I married in Philippines and have just got clearance to begin my 1 year probationary period of 13a visa. I need to get back to the UK for a short while, maybe a month but I’m not sure if the terms of my visa would allow this. Can anyone tell me?


----------



## Tukaram (Dec 18, 2014)

I am going back to the US in a few months, so have done it yet... but BI told me there is a p3,500 fee to get a "return authorization". It keeps your 13a visa active while you are out of the country. It is good for 1 year, but only single use. 
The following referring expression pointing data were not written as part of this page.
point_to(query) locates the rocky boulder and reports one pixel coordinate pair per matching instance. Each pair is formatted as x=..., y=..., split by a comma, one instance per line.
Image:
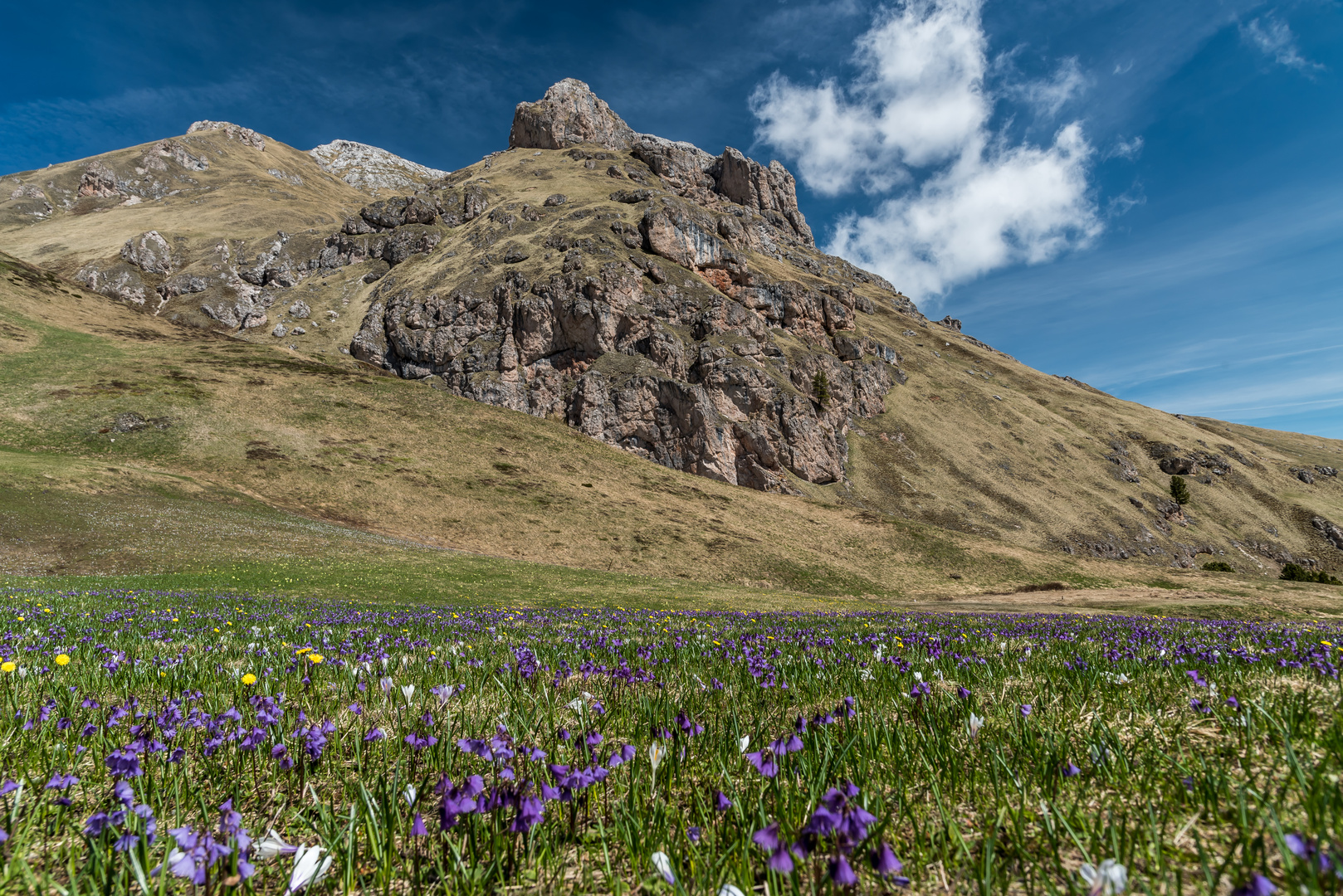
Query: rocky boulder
x=1330, y=531
x=1178, y=466
x=246, y=136
x=569, y=113
x=773, y=191
x=149, y=251
x=98, y=180
x=688, y=377
x=369, y=168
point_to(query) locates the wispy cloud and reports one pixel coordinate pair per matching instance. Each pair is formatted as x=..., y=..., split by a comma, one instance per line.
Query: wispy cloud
x=1275, y=39
x=912, y=128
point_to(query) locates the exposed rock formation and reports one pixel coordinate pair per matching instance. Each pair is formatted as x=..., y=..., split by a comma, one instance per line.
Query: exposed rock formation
x=691, y=379
x=245, y=136
x=149, y=253
x=98, y=180
x=1330, y=531
x=371, y=168
x=569, y=113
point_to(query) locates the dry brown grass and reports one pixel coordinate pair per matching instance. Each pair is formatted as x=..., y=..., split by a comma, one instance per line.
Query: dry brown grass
x=980, y=466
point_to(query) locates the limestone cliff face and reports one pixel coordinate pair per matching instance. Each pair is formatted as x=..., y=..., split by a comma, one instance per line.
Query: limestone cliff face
x=649, y=320
x=569, y=114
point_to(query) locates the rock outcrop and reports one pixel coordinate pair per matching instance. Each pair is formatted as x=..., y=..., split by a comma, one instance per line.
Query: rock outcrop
x=149, y=253
x=1332, y=533
x=245, y=136
x=688, y=377
x=569, y=114
x=676, y=348
x=372, y=169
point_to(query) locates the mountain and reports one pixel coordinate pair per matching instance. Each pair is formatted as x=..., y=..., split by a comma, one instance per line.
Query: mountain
x=641, y=292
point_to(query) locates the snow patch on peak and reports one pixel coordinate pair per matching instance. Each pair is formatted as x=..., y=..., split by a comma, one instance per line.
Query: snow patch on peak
x=369, y=168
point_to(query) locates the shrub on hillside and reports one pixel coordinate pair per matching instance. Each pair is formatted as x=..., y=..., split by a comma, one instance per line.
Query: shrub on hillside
x=1297, y=572
x=1179, y=490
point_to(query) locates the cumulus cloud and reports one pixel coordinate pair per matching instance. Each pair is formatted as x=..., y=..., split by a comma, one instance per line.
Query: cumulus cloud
x=914, y=130
x=1273, y=38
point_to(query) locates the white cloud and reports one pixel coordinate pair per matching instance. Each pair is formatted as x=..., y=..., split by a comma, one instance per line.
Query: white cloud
x=1126, y=149
x=1051, y=95
x=912, y=129
x=1273, y=38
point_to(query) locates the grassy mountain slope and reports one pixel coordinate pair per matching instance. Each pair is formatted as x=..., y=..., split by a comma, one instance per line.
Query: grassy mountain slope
x=979, y=465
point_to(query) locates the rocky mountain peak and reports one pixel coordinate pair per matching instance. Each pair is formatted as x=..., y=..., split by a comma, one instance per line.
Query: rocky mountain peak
x=372, y=169
x=569, y=114
x=245, y=136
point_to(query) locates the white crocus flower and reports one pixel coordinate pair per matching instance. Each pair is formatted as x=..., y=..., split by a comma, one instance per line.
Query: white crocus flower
x=271, y=845
x=1110, y=879
x=664, y=864
x=309, y=868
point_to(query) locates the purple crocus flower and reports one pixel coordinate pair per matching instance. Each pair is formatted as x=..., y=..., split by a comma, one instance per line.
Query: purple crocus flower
x=764, y=762
x=841, y=872
x=124, y=763
x=767, y=837
x=884, y=861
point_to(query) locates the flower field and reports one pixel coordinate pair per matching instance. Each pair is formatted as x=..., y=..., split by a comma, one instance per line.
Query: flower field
x=165, y=743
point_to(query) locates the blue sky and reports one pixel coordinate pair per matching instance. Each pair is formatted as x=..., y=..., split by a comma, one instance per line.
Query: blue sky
x=1145, y=195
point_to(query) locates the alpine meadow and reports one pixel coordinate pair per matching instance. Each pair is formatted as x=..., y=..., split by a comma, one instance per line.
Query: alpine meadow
x=582, y=522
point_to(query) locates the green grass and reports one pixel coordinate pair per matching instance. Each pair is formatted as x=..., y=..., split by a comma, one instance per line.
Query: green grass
x=990, y=752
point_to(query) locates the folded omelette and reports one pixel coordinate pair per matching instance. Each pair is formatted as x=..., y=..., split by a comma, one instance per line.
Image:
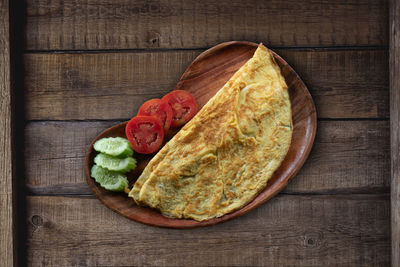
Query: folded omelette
x=220, y=160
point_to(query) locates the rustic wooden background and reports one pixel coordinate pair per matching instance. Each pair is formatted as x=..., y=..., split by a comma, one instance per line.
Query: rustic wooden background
x=90, y=64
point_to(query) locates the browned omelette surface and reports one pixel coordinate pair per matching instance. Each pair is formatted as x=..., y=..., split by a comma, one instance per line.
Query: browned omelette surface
x=220, y=160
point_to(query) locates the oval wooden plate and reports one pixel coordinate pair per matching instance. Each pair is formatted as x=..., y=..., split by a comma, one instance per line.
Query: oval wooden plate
x=204, y=77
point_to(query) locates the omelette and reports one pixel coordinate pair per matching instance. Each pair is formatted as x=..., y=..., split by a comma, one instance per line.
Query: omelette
x=223, y=158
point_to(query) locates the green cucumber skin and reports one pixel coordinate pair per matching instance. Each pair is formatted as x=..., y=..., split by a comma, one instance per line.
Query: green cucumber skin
x=121, y=149
x=109, y=180
x=115, y=164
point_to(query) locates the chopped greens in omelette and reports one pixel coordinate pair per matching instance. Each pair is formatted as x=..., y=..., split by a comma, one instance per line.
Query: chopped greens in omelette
x=220, y=160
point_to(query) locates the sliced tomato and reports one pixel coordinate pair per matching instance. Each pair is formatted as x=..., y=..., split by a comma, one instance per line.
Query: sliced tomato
x=183, y=105
x=145, y=134
x=160, y=109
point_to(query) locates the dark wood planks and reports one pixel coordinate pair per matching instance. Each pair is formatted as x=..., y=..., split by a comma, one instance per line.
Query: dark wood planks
x=344, y=84
x=394, y=68
x=124, y=24
x=7, y=196
x=342, y=230
x=348, y=156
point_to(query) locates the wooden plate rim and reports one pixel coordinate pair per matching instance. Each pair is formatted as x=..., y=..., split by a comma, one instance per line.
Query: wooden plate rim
x=188, y=223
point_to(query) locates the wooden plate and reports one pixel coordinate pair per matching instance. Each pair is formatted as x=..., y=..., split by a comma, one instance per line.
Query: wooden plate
x=204, y=77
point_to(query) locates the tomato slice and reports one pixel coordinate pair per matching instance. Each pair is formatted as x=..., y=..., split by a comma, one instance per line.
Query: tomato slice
x=145, y=134
x=183, y=105
x=160, y=109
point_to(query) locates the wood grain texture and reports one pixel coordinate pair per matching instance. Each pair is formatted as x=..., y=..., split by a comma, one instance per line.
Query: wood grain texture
x=343, y=84
x=124, y=24
x=349, y=230
x=348, y=156
x=394, y=68
x=203, y=79
x=7, y=204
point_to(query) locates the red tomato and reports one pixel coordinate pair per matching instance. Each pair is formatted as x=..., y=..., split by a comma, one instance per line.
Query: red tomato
x=145, y=134
x=183, y=105
x=160, y=109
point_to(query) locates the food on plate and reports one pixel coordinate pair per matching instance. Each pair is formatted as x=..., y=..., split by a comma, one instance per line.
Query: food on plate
x=112, y=163
x=115, y=159
x=110, y=180
x=183, y=105
x=114, y=146
x=220, y=160
x=160, y=109
x=145, y=134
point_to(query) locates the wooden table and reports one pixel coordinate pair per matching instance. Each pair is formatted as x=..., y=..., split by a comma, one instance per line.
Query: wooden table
x=72, y=68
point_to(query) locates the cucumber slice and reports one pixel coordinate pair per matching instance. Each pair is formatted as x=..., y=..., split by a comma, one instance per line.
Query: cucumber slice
x=113, y=181
x=114, y=146
x=115, y=164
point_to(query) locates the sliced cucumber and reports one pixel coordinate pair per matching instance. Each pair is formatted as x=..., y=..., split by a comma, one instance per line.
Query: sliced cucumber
x=114, y=146
x=115, y=164
x=113, y=181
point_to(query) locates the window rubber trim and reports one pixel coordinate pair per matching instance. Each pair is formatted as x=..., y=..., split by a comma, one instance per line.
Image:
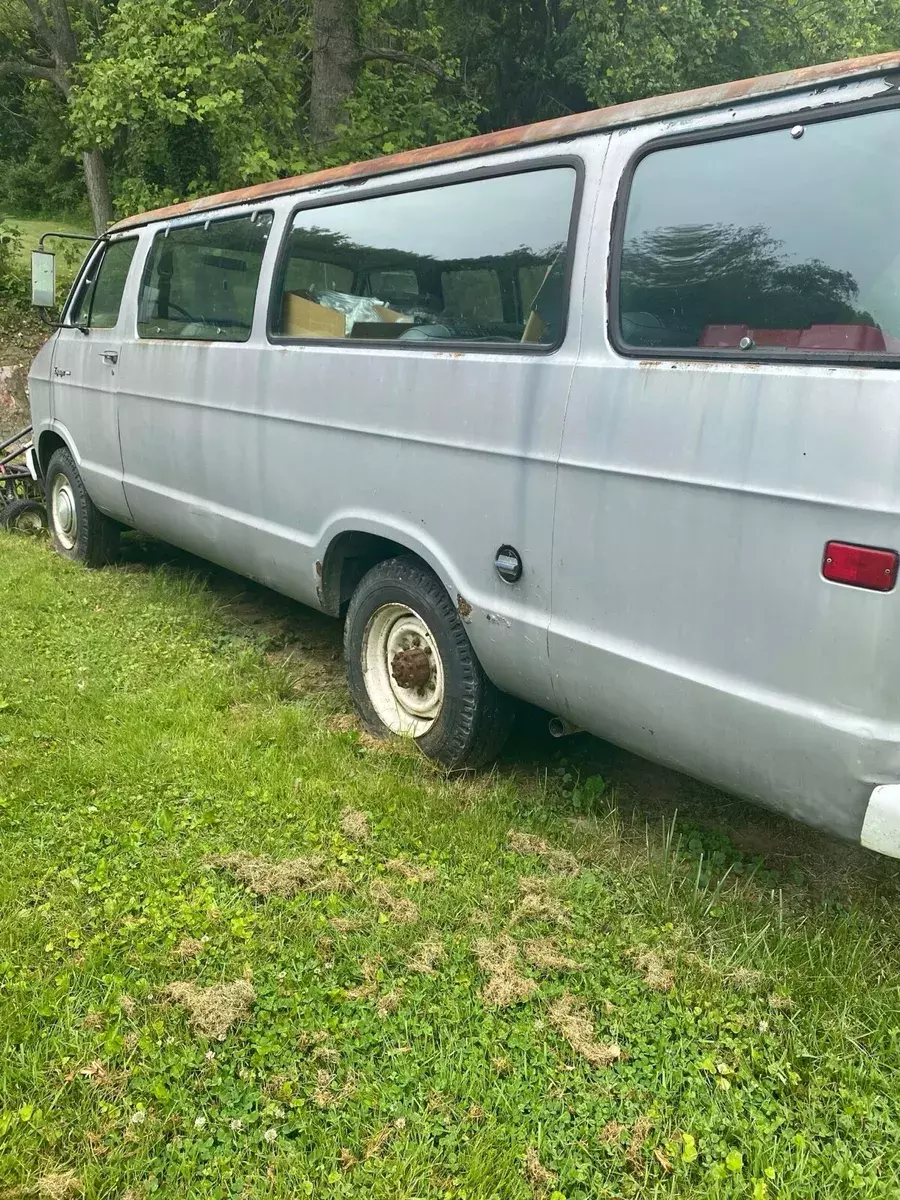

I looked at the BI website before trying to find info, but could never find any mention of the RA. ...and their site has been down for like 6 or 8 weeks...


----------



## M.C.A. (Feb 24, 2013)

You could message the PBI or call them https://www.facebook.com/officialbureauofimmigration I've used this link several times and they do answer messages or phone calls.


----------



## fmartin_gila (May 15, 2011)

As I recall when doing my probationary year for the 13A, there was a restriction concerning travel out of the ROP during the period of probation. Better check with Immigration to get clarified or you could stand the chance of having to do it all over again.

Fred


----------



## DonAndAbby (Jan 7, 2013)

Just going out of the country for a vacation is fine, unless you will be gone when your probationary expires. 13a is a permanent resident visa, and you would not be looking permanent if you can't accomplish the visa requirements.

However, you need to have your 13a probationary ACR card when you leave. If you don't have it, that is when some of the other paperwork mentioned comes into play and that may be a hassle.

I got my 13a probationary in Feb '17, ACR in Mar '17 and went to the U.S. for a month in May '17. No problems but since you are a permanent resident on a 13a, you have to pay all the travel taxes like a Filipino.

I did contact BI via FB before the trip and they gave me a contact number in the legal dept. to call, but if I called I can't remember if I called or what the response was! To be safe, it is good to contact them on FB and I have found them to be responsive.

FYI, BI website seems to be fine now but I don't there is any info on this topic.


----------